The People's Tribunal on War Crimes by South Korean Troops during the Vietnam War was a citizen's tribunal organised by South Korean social organizations including Minbyun, Korea-Vietnam Peace Foundation, The Korean Council for the Women Drafted for Military Sexual Slavery by Japan during 21–22 April 2018.

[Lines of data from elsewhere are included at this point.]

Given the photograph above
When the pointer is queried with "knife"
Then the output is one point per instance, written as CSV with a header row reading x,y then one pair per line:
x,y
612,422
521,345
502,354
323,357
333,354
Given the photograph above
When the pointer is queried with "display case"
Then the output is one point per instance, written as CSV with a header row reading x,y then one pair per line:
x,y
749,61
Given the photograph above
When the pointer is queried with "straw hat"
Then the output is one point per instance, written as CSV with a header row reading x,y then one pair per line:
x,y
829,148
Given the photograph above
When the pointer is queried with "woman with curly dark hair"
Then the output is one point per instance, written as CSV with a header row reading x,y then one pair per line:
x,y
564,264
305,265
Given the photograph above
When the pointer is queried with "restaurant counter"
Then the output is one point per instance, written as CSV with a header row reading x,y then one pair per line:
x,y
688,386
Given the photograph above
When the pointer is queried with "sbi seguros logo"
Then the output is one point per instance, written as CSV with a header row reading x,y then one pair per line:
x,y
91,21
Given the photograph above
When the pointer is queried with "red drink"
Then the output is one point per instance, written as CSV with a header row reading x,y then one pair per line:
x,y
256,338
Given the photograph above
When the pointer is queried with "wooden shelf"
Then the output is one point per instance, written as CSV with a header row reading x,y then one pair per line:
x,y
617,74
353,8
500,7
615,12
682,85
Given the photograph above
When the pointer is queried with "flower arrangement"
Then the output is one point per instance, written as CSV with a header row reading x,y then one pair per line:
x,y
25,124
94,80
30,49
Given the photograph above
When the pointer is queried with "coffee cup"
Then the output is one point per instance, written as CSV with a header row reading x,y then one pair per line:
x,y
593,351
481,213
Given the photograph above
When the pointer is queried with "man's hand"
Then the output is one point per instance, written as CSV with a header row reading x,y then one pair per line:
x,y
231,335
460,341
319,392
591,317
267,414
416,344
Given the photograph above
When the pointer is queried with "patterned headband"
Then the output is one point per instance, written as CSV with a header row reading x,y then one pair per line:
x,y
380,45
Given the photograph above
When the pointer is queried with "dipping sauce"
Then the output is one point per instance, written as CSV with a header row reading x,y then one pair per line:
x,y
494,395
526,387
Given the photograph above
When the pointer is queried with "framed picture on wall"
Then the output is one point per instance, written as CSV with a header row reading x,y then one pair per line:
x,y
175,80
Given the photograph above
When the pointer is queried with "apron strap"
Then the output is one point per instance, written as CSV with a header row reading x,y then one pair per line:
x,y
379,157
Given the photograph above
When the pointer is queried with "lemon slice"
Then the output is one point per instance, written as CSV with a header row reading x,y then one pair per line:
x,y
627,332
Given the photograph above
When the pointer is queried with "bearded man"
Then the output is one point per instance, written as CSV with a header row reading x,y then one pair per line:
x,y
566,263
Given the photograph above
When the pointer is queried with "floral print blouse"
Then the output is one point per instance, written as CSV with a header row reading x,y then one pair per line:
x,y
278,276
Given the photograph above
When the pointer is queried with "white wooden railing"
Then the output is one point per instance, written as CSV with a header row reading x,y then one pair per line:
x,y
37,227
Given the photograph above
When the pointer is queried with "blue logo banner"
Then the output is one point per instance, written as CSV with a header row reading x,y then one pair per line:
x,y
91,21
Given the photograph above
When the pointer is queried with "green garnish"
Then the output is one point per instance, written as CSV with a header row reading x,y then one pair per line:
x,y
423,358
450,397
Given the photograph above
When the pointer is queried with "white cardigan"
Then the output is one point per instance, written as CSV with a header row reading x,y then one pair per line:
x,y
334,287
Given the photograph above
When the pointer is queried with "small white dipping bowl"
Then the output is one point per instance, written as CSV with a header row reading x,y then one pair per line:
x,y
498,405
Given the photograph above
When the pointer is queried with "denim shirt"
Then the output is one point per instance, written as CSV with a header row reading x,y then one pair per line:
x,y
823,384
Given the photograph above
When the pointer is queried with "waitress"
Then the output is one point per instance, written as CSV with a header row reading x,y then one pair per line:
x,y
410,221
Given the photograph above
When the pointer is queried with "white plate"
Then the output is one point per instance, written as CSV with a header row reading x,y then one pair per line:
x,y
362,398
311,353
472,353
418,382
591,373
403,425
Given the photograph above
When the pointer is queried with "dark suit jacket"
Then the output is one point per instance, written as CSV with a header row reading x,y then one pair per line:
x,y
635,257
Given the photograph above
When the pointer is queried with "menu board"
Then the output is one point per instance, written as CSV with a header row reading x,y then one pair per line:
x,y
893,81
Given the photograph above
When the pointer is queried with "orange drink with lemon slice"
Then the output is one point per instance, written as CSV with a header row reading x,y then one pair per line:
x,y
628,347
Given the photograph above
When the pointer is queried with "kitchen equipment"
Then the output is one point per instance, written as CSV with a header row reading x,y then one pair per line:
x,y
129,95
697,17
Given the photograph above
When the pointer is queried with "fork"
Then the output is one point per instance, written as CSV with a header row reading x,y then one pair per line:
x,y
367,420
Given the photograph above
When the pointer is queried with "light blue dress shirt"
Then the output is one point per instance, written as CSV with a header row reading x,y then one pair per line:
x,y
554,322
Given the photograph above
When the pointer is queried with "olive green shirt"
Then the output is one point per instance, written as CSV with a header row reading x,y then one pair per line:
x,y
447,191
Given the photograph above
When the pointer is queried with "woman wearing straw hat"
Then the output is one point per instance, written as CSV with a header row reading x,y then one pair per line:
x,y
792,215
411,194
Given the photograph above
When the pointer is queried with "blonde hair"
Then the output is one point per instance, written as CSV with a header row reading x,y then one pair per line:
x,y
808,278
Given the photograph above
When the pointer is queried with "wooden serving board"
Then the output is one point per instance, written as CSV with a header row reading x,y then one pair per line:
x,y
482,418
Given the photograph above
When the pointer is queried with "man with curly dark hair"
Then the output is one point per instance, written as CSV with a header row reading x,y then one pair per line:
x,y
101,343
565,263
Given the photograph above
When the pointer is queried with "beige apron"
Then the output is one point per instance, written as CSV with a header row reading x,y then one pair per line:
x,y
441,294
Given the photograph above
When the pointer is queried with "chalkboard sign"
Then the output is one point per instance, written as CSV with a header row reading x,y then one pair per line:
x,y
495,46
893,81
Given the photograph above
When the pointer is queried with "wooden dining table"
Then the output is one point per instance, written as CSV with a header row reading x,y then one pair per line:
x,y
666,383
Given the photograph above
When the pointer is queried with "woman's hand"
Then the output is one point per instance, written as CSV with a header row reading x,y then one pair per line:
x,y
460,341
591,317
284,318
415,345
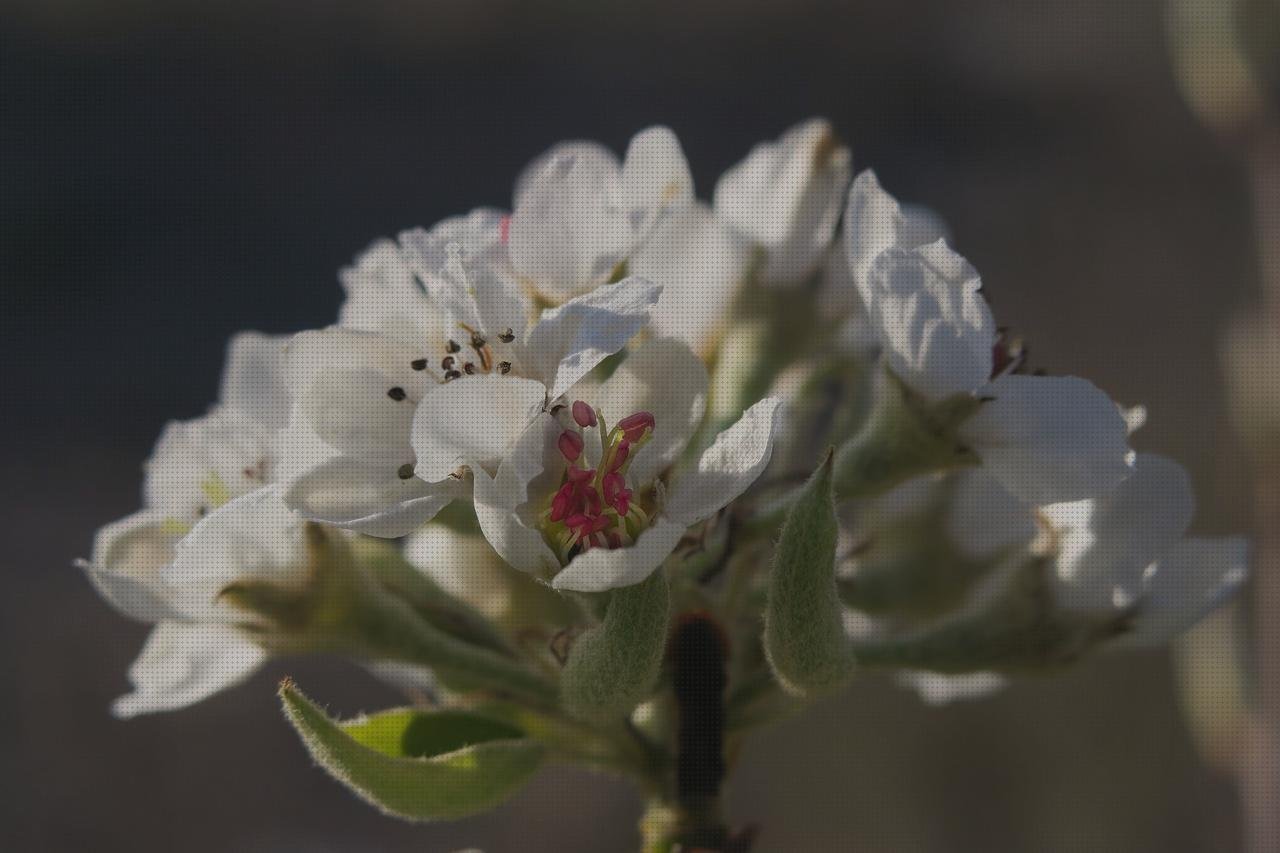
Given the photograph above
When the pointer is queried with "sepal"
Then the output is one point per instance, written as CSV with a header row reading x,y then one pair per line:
x,y
804,635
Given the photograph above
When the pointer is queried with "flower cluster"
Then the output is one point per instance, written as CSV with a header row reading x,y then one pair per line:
x,y
597,410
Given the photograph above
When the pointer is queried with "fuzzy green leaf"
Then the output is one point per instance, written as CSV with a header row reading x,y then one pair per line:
x,y
612,667
804,635
417,765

The tribunal had investigated and evaluated war crimes by Korean troops during the Vietnam War. Two survivors named Nguyen Thi Thanh, different people with the same name, visited South Korea. One was a victim present at the Phong Nhị and Phong Nhất massacre and the other at the purported Hà My massacre. They held a media conference in the National Assembly of South Korea on 19 April 2018 and asked for an official apology from the South Korean Government. The judges of the tribunal, including former Supreme Court Justice Kim Young-ran, demanded that the South Korean government pay compensation and formally apologize to the two plaintiffs.

== Background ==
In 1968 in the Vietnam War, the Korean 2nd Marine Brigade known as "Cheong-ryong" (청룡) was deployed at Hoi An and their TAOR was Quang Nam. At that time, Nguyen Thi Thanh of Pong Nhi was 8 years old. She lost her family in the Phong Nhị and Phong Nhất massacre and suffered a bullet wound on 12 February 1968. The other Nguyen Thi Thanh, victim of the Hà My massacre, lost her family in the massacre.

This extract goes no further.